Fermeture de l'usine GE Power

Fermeture de l'usine GE Power : la Ville maintient son appui aux travailleurs


2018-02-28


Le 5 février dernier, le conseil municipal avait adopté à l’unanimité une résolution par laquelle la Ville de La Prairie s’engageait à prendre « tous les moyens raisonnables pour appuyer la lutte menée par les travailleurs de GE Power dans le maintien de leur emploi à La Prairie ».  Hier, le maire de La Prairie, Donat Serres, le député provincial de La Prairie, Richard Merlini, et les représentants syndicaux ont pu s’entretenir avec la vice-première ministre Dominique Anglade, qui a démontré une belle ouverture afin de préserver les emplois et l’expertise chez nous.

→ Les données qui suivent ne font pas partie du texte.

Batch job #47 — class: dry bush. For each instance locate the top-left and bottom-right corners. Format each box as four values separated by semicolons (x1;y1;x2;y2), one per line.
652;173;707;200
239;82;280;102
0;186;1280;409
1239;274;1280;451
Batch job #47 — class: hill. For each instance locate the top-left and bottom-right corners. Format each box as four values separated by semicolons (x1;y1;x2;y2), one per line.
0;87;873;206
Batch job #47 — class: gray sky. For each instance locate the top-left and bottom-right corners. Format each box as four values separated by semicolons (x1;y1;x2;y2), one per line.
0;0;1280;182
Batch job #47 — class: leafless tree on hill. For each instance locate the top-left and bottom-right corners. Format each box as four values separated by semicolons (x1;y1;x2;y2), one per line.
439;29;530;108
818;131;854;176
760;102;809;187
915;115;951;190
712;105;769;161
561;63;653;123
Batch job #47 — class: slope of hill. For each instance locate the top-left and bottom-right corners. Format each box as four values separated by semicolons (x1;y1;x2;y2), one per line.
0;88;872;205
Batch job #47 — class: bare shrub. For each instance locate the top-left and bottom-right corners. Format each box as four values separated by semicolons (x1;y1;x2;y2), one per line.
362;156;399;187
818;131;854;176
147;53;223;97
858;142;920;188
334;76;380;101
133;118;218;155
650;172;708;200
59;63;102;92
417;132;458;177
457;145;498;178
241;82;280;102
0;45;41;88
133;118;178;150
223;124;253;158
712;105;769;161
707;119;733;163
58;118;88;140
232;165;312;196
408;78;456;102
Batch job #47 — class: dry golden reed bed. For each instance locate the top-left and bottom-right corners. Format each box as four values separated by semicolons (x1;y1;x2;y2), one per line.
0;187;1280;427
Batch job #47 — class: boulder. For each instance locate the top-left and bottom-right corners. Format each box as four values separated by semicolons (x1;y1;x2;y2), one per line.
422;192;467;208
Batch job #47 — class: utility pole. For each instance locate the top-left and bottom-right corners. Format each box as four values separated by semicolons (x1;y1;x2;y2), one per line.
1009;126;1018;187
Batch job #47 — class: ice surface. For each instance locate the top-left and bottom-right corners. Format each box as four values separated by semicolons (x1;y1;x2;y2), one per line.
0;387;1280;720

Sans pouvoir offrir de garantie, la vice-première ministre a exploré plusieurs pistes et scénarios dont un possible appui financier gouvernemental dans le cadre d’un projet porteur de reprenariat, soit le rachat de l’entreprise par les employés. Elle a également promis au syndicat de l’aider à obtenir une rencontre avec la direction d’Hydro-Québec et de transmettre ses revendications au ministre de l’Énergie et des Ressources naturelles, Pierre Moreau, ainsi qu’au premier ministre, Philippe Couillard.

« Le conseil municipal s’est engagé à faire tout ce qui est en son pouvoir pour aider les travailleurs de GE Power. Les composantes produites à l’usine ont été inventées ici au Québec. Il est de notre devoir de protéger l’expertise et le savoir-faire des 53 dernières années et c’est en travaillant de concert et en ayant les mêmes objectifs que nous pourrons y arriver », a souligné le maire, Donat Serres. 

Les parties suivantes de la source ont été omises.